Elder Guru

Want to Look Young? How to Stop the Aging Process

Okay, so the title of this post is deliberately misleading, a lure if you will, to attract the unsuspecting web surfer eager, perhaps even desperate, to halt the aging process. We all know this is impossible, so why are we trying?

old_bangladeshi_drinking_teaI’m speaking to our cultural fascination with and celebration of – youth – and flowing from that, a desire by those in later life to cling to youth. People are pulling out all the stops to either consciously or subconsciously deny time’s effect on their bodies. Businesses picked up on the “youth desire” long ago and now actively promote it. It’s everywhere you turn, on billboards, television, magazine and the internet.

Take a look at Age Defy, for example. They even offer a service on “Airbrush Tanning” . . . am I the only one that finds that bizarre?

And what about this company? Agedefying-secrets.com Oooooh, they have the secret – in a bottle – for a fee.
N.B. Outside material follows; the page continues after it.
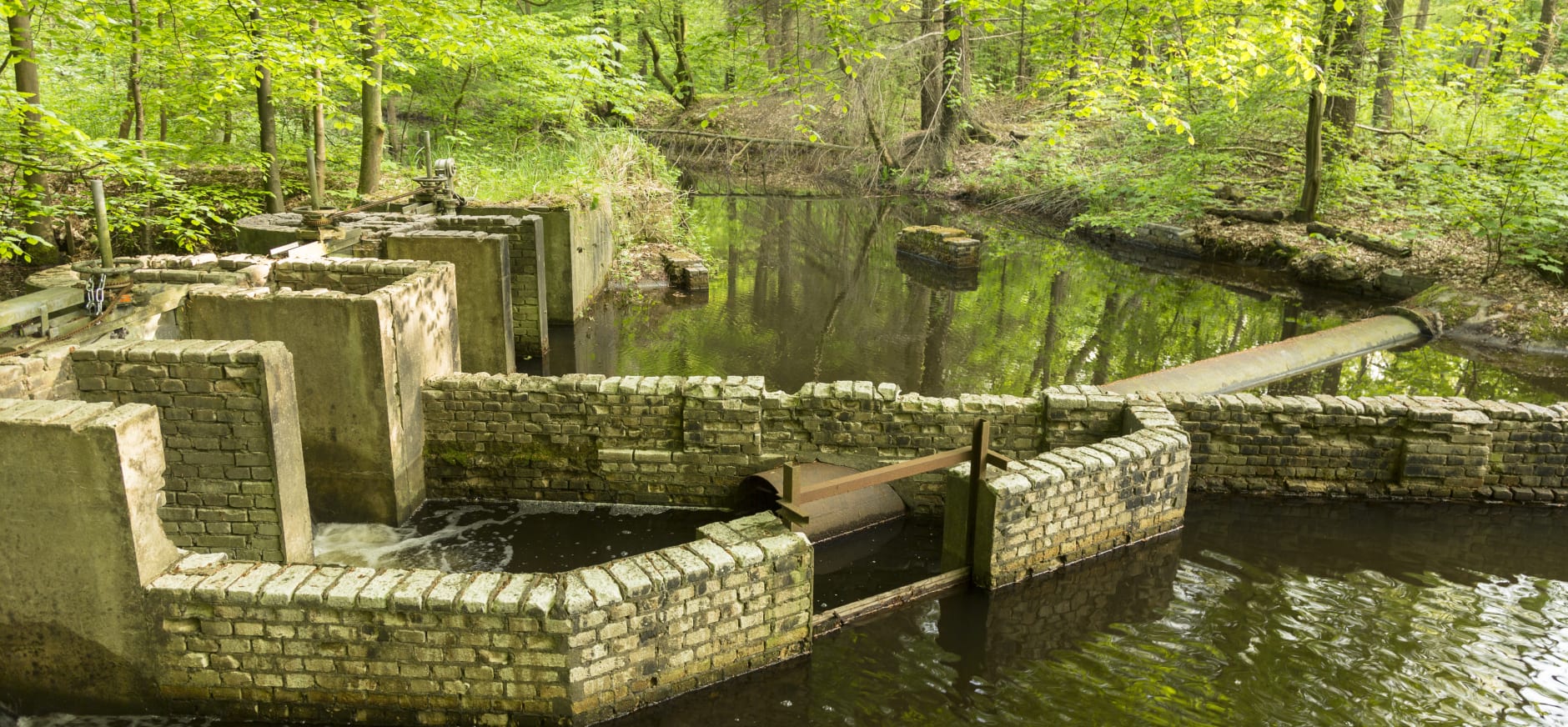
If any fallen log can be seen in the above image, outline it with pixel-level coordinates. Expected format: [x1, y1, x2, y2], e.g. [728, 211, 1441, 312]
[632, 127, 861, 152]
[1203, 207, 1284, 224]
[1306, 223, 1411, 257]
Now, far be it from me to criticize anyone for buying a little age defying cream or take steps to prevent the development of wrinkles. There are some mornings that I wake up with tired bags bulging under my eyes that I just have to keep a container of Loreal eye lift cream in the bathroom cabinet to tighten that action up. That’s coming from a 35-year-old male, so don’t read this post as a criticism of anyone seeking a more youthful appearance. No, I am not immune to societal influence. There are few that are.
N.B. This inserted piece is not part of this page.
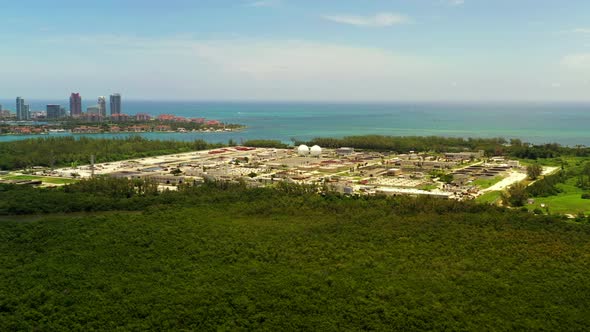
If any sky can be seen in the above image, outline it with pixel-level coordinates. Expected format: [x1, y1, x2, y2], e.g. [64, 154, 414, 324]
[0, 0, 590, 101]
What perplexes me, and what I’m writing to, is how strange this societal trend has become. We live in a time when gray hair is dunked in dye, anti-wrinkle cream is lathered on, and people aspire to become Botox beauties. Are we becoming a nation that, instead of aging gracefully, is aging disgracefully? What is wrong with wrinkles and gray hair?

Through this denial of aging are we losing an opportunity to face aging consciously and thoughtfully, and through that live, learn and grow? Are we eager to retain youthful looks, because looking old reminds us of our mortality, our eventual death? If so, what are the implications of such a denial?